In order to enhance the chances of identifying microbes in blood, attempts are undertaken to identify them with the help of nucleic acid detection. The difficulty lies in isolating a proper quality of DNA matrix. It is necessary for it to be of the highest possible concentration. Fungi and different species of bacteria, which may be factors inducing sepsis (sometimes polietiological), are characterized by varied susceptibility to cell lysis and, consequently, the possibility of obtaining DNA from them may also vary.

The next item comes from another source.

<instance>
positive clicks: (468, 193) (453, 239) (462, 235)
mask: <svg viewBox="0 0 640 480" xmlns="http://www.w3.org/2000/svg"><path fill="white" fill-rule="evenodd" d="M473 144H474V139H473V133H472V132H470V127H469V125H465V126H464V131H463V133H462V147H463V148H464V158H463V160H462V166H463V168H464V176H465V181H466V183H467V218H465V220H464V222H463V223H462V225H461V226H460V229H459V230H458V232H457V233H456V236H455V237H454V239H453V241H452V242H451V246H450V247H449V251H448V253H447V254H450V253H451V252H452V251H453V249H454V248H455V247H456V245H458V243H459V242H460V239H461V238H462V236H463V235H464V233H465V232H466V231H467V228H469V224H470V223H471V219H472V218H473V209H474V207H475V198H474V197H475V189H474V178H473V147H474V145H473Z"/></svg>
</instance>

In scientific literature, there is a lack of a description of a method for isolating DNA from blood which would be effective in the case of both bacteria and fungi. Many authors present methods which boil down to either isolating eukaryotic DNA from leukocytes or separately—from bacteria or from fungi [1, 2, 8]. There have been ready-to-use kits available on the market for several years now, e.g., Septifast (Roche) or Septitest (Molzym), serving the purpose of detecting microbes in blood; however, the need for working on new solutions is still in order [5, 10].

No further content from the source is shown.